2) Most Iranians are proud of their culture and history and would see any outside attempt at regime change as an assault on their independence. Given the choice of supporting their own corrupt leaders or foreign liberators, they would choose to side with their own.
As a result, most outsiders have traditionally been very cautious when it comes to discussing attempts at ousting the current government in Tehran. Certainly there are those who have long advocated the "guns blazing" stategy that worked so well in Iraq (well, at least initially). However, one of the most strident criticisms of the Obama administation has been its insistence on rapproachment and discussions with the Mad Mullahs and Ahmewhatshisname. Indeed, people have shouted over and over that sanctions are useless since the Chinese, North Koreans and Russians ignore them and that demanding new talks with Iran simply shows American weakness.
And yet one wonders if there is not some wisdom to this strategy. Years ago I was visiting a cousin of mine in Israel and mentioned that I was a big fan of Bibi Netanyahu (during his first stint as PM). "You can have him if you like him so much," my cousin snorted. Then he explained that while foreigners loved Netanyahu because of his style of defending Israel, they usually didn't realize he was a terrible leader who couldn't delegate, surrounded himself with weak yes-men and was doing a terrible job handling the country's economy and social needs. Peace with the Arabs might be the only issue Israel has to deal with in the eyes of the world but the country also has to function on a daily basis, just like every other country in the world. An Israeli leader who gets that elusive peace treaty with the Arabs but creates an economy with 15% unemployment is a lousy leader who won't get re-elected.
This is something we often forget about Iran. All we see on television is a very minute part of life there. We see the riots, the whackjobs and the soldiers but there is an entire population that, like us, wants to work for a living, have a peaceful family life and good food on the table. The Mad Mullahs can make all the rousing anti-Jewish and anti-American speeches they want but when the proletariat go home to an empty fridge and bank account the impact seems to wear off. There's only so long you can go on blaming someone else for your country's problems and at some point you figure out that it's actually the leaders that are the problem.

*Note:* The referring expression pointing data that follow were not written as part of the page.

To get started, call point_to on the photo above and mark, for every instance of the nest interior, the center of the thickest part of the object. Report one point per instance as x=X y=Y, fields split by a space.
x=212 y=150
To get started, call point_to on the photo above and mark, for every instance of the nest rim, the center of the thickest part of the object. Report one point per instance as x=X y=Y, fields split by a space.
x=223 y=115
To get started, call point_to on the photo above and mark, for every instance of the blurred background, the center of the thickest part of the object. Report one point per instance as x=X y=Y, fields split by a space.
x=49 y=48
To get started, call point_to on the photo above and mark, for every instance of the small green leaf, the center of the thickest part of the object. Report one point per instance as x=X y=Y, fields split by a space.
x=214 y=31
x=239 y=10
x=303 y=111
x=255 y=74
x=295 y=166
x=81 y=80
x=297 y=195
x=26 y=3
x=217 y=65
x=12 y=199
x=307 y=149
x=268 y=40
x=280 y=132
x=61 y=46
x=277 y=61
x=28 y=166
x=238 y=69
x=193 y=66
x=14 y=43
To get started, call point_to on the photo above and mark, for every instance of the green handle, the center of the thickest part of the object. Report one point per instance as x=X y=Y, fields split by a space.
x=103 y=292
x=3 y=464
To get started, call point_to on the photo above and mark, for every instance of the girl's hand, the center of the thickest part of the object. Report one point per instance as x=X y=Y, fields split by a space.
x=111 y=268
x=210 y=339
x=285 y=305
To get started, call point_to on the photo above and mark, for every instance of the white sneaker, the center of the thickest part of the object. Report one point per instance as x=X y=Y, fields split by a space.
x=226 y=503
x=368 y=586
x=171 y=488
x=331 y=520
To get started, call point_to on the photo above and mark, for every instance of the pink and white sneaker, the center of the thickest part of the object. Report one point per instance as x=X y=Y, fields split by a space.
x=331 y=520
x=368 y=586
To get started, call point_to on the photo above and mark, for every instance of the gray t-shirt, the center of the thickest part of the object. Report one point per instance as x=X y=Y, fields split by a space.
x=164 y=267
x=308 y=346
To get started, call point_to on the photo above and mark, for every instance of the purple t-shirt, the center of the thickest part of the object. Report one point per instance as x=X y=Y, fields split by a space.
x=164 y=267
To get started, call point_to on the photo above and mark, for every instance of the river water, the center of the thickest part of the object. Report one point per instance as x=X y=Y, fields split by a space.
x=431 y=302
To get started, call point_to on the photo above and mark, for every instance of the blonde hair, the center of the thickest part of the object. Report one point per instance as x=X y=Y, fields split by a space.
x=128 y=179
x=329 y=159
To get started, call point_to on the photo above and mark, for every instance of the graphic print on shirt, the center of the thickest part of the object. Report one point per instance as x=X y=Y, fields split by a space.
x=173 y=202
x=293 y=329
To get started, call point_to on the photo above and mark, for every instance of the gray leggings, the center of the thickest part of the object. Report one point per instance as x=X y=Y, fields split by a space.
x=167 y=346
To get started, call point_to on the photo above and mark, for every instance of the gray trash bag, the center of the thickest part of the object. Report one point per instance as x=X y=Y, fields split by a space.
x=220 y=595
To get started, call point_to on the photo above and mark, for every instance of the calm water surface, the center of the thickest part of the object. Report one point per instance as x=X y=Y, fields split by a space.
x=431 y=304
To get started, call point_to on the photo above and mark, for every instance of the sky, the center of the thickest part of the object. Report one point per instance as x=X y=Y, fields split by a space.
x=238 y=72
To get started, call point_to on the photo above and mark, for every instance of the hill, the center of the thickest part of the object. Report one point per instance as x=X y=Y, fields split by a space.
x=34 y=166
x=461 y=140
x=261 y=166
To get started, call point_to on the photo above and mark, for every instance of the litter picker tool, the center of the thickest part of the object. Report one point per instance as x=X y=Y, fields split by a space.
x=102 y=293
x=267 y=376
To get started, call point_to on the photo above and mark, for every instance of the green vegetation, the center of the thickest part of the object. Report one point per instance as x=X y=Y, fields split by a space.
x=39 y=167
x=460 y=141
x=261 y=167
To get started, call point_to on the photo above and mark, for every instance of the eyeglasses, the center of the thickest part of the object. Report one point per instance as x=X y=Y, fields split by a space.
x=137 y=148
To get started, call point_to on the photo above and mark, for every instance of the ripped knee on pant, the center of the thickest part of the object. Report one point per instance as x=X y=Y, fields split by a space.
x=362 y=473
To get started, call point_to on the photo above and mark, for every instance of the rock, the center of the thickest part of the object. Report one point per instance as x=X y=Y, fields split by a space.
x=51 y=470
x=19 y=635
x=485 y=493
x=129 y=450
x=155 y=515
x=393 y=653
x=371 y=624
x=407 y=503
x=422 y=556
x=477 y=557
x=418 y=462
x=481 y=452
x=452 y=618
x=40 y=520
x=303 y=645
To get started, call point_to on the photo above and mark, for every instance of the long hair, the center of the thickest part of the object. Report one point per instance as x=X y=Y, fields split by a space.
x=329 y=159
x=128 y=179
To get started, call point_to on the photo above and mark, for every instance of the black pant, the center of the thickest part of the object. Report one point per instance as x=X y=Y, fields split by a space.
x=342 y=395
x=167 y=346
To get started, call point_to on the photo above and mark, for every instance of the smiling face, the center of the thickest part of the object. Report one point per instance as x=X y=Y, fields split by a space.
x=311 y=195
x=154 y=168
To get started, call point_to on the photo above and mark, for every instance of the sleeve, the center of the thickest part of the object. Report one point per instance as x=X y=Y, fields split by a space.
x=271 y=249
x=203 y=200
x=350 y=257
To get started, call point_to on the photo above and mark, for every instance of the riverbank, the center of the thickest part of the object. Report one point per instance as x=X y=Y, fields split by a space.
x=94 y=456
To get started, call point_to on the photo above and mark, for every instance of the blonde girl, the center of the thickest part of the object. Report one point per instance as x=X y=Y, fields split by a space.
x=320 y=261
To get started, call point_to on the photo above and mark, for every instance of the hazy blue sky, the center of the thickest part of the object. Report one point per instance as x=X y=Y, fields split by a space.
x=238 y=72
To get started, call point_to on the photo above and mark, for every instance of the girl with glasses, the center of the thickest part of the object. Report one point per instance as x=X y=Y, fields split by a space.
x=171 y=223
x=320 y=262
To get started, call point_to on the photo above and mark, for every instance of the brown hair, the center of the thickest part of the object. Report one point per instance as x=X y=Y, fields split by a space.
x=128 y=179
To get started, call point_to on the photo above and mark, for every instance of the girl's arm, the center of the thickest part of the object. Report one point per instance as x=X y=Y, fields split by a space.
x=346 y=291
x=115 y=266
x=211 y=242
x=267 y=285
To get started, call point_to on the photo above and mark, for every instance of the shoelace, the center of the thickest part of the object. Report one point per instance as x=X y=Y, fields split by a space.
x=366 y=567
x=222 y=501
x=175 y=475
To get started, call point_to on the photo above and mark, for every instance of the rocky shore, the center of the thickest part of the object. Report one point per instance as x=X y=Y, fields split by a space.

As this article notes, that day of realization is coming in Iran:
Iran's opposition leaders said Wednesday that a "dark future" awaits the economy because the government didn't listen to economists when it slashed energy and food subsidies in a country already struggling under biting UN sanctions.
Former presidential candidates Mir Hossein Mousavi and Mahdi Karroubi support the government's effort to rein in subsidies but said in a rare statement posted on their websites that it is being implemented badly.
The opposition leaders, who believe President Mahmoud Ahmadinejad stole the June 2009 election through massive vote fraud, said the way the government is slashing subsidies only brings more hardship to the country.
Fuel prices have at least quadrupled and bread prices have more than doubled in the past week since the government started dramatically reducing subsidies.
Yes, I am aware that there is a race to stop Iran from building nuclear weapons from the uranium that it is currently enriching but even that issue has a complicating factor. Iran has allies with nuclear weapons, like North Korea, Russia or China. Iran has access to terrorist groups which might be able to acquire nuclear weapons. A regime struggling economically would find it far cheaper to buy or steal such a weapon than spend the money needed to build its own. And don't believe for a second that the Russians or Chinese, if it was in their interest, wouldn't quietly sell one to them. If Iran has to independently develop the bomb, then the pace of that development will be tied to the country's economic well-being. It was one thing for Hitler, y"sh, to throw the last of his country's resources into a last-ditch fight against the Allies. It's quite another for a country officially not at war with anyone to justify starving its population to build the bomb. The Iranians are a strong-minded people. They will not sit quietly for such things; no population ultimately does.
There might be some wisdom in the American stategy to slowly pressure Iran and let its own government's idiocy bring it down. One hopes that before that government falls it won't do something that will make the hawks retroactively right about their insistence on immediate war.